Wetenschap
Dit is waarom:
Plaatgrenzen:
* uiteenlopende grenzen: Waar borden uit elkaar gaan, stijgt magma uit de mantel om nieuwe korst te creëren. Dit resulteert in vulkanische activiteit en ondiepe aardbevingen.
* convergente grenzen: Waar platen botsen, kan de ene plaat onder de andere onderwerpen, waardoor smelt- en magma -generatie veroorzaakt. Dit leidt tot vulkanische bogen en diepe aardbevingen.
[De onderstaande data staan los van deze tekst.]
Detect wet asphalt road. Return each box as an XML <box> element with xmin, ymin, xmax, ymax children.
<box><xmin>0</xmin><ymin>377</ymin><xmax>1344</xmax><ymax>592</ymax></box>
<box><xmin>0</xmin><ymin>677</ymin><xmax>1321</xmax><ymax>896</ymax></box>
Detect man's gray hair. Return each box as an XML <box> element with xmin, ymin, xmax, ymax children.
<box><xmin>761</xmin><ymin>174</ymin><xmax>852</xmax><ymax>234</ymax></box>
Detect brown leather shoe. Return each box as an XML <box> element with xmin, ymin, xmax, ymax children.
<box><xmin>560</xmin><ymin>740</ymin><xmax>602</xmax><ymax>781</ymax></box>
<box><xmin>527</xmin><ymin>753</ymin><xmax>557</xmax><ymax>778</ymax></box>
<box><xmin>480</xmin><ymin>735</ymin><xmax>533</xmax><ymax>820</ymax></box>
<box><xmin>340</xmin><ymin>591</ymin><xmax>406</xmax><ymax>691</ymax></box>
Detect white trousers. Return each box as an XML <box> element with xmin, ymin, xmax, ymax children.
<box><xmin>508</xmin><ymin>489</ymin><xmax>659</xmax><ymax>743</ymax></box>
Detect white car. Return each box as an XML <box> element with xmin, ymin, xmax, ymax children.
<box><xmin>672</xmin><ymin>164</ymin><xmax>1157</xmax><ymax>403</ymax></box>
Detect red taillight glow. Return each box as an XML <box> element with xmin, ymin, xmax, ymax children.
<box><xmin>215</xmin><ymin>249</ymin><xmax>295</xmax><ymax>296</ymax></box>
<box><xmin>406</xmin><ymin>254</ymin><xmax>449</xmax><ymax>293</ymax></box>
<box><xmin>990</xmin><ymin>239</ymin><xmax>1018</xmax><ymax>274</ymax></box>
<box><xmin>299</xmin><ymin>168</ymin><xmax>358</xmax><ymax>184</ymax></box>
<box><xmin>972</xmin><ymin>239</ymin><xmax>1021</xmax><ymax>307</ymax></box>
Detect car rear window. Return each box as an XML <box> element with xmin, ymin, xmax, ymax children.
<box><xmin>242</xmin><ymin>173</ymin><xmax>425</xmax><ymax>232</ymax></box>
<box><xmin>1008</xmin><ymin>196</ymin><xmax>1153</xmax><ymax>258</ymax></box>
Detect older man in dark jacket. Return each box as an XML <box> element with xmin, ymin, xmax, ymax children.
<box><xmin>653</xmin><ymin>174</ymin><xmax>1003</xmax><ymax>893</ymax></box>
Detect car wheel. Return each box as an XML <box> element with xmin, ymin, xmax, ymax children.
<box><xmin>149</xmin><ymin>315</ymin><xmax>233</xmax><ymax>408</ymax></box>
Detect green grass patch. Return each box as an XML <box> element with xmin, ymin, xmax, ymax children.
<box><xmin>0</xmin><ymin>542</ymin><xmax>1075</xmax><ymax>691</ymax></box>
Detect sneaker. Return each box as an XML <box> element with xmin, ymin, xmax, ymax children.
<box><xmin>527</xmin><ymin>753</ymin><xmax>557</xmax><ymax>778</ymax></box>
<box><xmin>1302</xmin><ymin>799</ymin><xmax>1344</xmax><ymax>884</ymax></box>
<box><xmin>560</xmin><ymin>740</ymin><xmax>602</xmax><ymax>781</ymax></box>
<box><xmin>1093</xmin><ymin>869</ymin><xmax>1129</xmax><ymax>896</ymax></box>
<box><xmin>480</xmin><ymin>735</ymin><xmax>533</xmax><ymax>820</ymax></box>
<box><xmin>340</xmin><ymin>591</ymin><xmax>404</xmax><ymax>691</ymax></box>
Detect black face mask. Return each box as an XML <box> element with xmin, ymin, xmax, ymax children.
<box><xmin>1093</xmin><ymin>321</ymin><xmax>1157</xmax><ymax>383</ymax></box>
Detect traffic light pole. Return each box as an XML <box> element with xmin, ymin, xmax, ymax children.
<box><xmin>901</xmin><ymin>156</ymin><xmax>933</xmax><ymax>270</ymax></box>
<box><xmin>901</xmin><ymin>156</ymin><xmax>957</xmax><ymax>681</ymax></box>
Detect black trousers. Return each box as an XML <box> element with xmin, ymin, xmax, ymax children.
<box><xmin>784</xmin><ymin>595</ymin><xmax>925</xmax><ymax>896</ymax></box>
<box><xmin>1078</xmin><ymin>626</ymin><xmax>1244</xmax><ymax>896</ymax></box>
* transformeer grenzen: Waar platen langs elkaar glijden, creëert wrijving stress en veroorzaakt aardbevingen.
Intraplate activiteit:
* hotspots: Dit zijn gebieden in een plaat waar pluimen van hete magma diep in de mantel opkomen. Deze pluimen creëren vulkanische ketens en kunnen aardbevingen veroorzaken. Voorbeelden zijn de Hawaiiaanse eilanden en Yellowstone National Park.
* Stress en spanning: Zelfs binnen platen kunnen spanningen zich in de loop van de tijd opbouwen als gevolg van plaatbewegingen, wat leidt tot aardbevingen. Deze aardbevingen zijn meestal kleiner in grootte dan die bij plaatgrenzen.
Samenvattend:
Hoewel plaatgrenzen de meest voorkomende locaties zijn voor vulkaanuitbarstingen en aardbevingen, kunnen deze gebeurtenissen ook plaatsvinden binnen platen als gevolg van hotspots en de opbouw van stress.